CTS 2301 (Unix/Linux Administration I) Project #3
Hard Disk Administration

 

Due: by the start of class on the date shown on the syllabus

Background:

When using a modern journaling filesystem such as ext4, by default fsck (filesystem check) is never forced.  With a traditional filesystem such as ext2, the system defaults to checking the filesystem every so many reboots (technically after X number of mounts, but since all filesystems are usually mounted at boot time it comes to the same thing), or every so many months, or after an improper shutdown, whichever comes first.

A problem with traditional filesystem setup occurs with large disks.  Since all partitions have the same default setup, once a check is forced for any reason all filesystems are checked at once.  This can take a very long time!  A staggered schedule can be used to avoid this problem.  An issue with journaling filesystems is that an occasional error can still occur, and if no checking is ever performed the error can snowball, causing other problems.  (Also, hackers can induce errors even with a journaling filesystem.)

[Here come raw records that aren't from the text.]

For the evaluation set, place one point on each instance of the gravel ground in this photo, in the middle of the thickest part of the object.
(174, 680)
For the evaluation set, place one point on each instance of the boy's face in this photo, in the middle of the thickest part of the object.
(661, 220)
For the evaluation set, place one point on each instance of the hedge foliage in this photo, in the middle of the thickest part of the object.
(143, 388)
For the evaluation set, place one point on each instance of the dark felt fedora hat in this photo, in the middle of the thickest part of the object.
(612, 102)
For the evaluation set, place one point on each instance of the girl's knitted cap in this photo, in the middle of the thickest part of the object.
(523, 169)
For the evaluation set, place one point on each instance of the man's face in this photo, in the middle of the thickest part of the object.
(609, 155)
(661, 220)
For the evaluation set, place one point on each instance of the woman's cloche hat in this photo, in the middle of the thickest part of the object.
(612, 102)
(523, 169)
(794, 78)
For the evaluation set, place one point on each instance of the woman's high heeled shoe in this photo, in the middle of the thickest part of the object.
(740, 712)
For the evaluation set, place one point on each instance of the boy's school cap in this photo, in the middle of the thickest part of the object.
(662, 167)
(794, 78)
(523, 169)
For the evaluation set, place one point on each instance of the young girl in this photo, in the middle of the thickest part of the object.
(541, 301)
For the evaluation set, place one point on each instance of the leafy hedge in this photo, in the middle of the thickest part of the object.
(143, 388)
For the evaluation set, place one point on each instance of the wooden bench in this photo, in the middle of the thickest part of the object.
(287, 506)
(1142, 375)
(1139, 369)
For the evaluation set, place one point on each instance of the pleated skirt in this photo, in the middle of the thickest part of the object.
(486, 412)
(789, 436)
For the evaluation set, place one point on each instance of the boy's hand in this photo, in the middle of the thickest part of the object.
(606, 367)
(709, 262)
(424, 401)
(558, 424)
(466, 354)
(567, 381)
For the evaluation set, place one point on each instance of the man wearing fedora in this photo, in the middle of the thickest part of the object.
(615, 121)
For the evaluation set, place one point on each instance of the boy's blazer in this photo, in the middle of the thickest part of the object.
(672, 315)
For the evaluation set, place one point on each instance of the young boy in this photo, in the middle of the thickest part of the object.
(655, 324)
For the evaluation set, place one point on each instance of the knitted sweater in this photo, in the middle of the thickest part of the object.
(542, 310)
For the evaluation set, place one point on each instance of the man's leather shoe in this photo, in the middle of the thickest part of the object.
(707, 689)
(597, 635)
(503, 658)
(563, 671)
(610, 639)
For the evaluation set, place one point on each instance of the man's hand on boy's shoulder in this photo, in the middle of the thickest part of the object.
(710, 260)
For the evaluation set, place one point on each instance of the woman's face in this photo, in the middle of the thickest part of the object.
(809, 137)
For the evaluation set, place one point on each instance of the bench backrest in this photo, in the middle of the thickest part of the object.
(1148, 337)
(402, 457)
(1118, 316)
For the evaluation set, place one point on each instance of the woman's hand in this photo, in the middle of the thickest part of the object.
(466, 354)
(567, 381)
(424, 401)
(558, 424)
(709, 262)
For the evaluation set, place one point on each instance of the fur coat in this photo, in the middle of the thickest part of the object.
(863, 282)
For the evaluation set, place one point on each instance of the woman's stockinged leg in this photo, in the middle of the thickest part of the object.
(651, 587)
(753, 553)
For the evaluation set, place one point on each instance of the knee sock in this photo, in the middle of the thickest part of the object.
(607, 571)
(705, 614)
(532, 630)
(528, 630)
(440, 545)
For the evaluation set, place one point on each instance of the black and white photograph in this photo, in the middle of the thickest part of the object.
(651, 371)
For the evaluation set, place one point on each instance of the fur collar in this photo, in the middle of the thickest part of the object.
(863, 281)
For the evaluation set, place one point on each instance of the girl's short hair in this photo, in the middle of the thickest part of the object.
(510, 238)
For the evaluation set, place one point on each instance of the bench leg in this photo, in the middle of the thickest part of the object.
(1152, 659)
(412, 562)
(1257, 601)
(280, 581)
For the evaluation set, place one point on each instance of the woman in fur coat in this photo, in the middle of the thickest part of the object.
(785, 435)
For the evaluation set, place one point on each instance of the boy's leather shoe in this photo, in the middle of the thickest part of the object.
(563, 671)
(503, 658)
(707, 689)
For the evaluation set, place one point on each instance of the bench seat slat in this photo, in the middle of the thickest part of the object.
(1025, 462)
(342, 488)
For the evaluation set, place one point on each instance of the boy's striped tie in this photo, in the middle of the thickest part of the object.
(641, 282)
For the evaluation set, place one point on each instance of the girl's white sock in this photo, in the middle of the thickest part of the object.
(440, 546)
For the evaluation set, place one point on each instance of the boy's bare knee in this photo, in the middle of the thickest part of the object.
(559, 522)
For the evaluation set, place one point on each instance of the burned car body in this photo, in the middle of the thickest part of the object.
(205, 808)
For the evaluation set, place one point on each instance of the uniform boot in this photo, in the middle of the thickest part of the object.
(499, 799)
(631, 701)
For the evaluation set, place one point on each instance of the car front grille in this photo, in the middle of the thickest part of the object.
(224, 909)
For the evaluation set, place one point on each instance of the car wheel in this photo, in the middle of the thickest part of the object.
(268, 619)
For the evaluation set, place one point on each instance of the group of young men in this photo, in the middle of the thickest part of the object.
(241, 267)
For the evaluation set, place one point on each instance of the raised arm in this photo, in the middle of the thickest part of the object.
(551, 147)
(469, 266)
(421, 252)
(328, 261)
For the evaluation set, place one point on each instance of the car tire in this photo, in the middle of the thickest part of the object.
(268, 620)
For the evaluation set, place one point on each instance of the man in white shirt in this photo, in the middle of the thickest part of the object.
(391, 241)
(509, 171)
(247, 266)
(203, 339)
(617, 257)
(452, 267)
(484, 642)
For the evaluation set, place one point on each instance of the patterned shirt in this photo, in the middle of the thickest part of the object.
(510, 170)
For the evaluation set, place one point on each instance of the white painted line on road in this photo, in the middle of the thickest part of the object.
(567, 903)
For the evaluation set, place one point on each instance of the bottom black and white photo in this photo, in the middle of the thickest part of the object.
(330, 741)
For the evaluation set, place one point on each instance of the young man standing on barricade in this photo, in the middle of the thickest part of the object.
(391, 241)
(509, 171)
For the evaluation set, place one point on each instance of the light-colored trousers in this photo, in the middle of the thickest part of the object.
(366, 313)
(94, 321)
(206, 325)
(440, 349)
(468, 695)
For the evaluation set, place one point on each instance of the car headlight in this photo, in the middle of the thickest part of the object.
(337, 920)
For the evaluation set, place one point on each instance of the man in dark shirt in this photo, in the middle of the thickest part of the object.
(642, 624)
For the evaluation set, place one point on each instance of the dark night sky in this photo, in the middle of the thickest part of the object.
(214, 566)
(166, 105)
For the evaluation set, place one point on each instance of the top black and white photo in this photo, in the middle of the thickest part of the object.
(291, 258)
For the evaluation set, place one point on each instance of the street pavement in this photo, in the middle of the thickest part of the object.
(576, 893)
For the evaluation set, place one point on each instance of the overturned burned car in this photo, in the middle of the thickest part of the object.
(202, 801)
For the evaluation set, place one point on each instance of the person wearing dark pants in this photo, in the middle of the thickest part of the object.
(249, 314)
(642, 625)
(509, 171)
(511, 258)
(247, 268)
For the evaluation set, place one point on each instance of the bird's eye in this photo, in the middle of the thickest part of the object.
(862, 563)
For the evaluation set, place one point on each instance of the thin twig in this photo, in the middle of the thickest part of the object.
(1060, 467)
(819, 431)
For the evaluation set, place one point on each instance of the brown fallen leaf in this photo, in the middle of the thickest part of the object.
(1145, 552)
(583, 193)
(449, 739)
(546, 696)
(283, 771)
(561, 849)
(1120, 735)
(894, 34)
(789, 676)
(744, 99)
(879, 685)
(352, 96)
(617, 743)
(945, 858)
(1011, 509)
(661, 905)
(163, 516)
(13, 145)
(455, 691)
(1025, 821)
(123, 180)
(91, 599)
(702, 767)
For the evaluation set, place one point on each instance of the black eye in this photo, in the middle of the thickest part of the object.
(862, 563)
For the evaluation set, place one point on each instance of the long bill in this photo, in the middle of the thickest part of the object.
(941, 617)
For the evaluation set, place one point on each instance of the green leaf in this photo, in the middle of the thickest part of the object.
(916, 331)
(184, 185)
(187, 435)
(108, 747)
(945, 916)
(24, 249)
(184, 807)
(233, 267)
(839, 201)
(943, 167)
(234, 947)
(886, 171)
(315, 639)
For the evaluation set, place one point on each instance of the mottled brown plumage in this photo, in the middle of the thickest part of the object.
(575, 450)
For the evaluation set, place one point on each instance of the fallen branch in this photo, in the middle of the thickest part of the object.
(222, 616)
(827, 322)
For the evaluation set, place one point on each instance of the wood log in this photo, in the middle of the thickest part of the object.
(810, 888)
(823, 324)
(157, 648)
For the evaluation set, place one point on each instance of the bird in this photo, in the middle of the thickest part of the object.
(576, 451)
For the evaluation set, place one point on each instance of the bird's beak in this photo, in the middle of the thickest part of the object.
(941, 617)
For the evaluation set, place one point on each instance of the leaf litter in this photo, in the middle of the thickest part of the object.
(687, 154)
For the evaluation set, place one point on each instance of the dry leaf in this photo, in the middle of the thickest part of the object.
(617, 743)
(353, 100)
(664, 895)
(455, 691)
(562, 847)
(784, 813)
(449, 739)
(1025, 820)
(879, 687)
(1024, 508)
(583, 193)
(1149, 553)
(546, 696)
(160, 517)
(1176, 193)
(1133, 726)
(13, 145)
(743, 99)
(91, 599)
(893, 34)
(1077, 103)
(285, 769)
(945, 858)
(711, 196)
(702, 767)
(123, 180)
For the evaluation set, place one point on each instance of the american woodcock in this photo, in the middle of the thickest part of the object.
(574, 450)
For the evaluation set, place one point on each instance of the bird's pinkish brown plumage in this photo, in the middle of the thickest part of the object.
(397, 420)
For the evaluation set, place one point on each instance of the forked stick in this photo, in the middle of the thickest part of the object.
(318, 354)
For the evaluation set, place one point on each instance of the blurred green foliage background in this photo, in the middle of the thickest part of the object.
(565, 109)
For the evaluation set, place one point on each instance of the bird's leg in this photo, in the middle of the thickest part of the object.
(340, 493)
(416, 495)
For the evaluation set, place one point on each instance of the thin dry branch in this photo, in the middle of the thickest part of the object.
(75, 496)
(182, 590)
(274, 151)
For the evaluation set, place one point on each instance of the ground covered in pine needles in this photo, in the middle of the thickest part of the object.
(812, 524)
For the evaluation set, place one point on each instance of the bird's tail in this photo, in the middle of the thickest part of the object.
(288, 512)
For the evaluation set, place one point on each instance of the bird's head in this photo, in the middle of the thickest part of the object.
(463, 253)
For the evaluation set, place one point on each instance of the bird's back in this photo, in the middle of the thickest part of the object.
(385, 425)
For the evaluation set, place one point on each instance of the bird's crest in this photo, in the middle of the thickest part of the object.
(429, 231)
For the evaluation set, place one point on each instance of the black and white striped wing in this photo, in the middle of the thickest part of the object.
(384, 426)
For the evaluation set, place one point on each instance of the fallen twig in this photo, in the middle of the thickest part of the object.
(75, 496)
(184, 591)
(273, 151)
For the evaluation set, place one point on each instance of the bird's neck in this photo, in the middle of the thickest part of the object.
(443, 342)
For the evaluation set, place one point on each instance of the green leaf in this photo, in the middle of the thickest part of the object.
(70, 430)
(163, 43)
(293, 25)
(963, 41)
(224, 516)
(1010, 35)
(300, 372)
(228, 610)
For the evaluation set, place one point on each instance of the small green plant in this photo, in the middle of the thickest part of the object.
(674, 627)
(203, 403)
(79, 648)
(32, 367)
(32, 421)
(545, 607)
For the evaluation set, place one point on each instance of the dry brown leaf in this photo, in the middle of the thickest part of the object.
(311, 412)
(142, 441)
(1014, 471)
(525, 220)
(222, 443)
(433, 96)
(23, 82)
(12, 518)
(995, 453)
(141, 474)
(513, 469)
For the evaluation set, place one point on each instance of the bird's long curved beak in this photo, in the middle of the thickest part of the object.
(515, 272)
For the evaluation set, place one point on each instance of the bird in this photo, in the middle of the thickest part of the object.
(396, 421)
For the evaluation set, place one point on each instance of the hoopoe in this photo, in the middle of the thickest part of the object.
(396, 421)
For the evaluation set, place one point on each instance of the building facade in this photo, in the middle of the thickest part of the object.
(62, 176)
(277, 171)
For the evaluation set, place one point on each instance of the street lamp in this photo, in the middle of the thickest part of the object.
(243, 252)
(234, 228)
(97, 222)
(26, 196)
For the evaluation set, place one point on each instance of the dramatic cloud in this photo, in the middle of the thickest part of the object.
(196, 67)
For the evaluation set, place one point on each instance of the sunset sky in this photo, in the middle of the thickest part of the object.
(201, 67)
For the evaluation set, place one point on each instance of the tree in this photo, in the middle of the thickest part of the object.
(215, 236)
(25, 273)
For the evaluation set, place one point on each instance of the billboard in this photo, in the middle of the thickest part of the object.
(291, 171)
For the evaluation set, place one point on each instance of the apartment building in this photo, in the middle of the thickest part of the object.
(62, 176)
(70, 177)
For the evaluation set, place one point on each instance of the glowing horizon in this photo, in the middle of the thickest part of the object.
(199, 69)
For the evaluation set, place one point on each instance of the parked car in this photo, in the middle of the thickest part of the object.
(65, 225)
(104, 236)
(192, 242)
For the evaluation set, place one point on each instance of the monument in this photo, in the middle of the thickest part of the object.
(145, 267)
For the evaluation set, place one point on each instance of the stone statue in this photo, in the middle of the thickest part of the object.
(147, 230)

A staggered schedule means that each filesystem is still checked at the same frequency but not all on the same day.  For example, if you have only two filesystems you can have each one checked every six months, the first filesystem every January and July 1st, and the second filesystem every February and August 1st.  This is done by changing the date of the last check for each filesystem to different values, while keeping the six month interval between checks the same on both filesystems.

The same staggering can be done if you force checks by the number of reboots.  If you have both filesystems checked every 20 reboots say, change the current mount count so that the first filesystem thinks it has been mounted X times and the second “X+1” times.

This staggering of disk checking generalizes to any number of filesystems.  This way, except after an improper shutdown, only a single filesystem gets checked at any one time.

In addition to setting a check schedule, you will explore other disk related commands: hdparm to check drive capabilities, change settings, and perform timing tests;  and smartctl to perform health checks on your disks.  Note that this part of the project requires real hardware; this won't work on a virtual machine.

Description:

Answer the following questions and perform the indicated tasks:

  1. For each filesystem on your computer, when are checks forced by default?  Use the tune2fs utility to find out.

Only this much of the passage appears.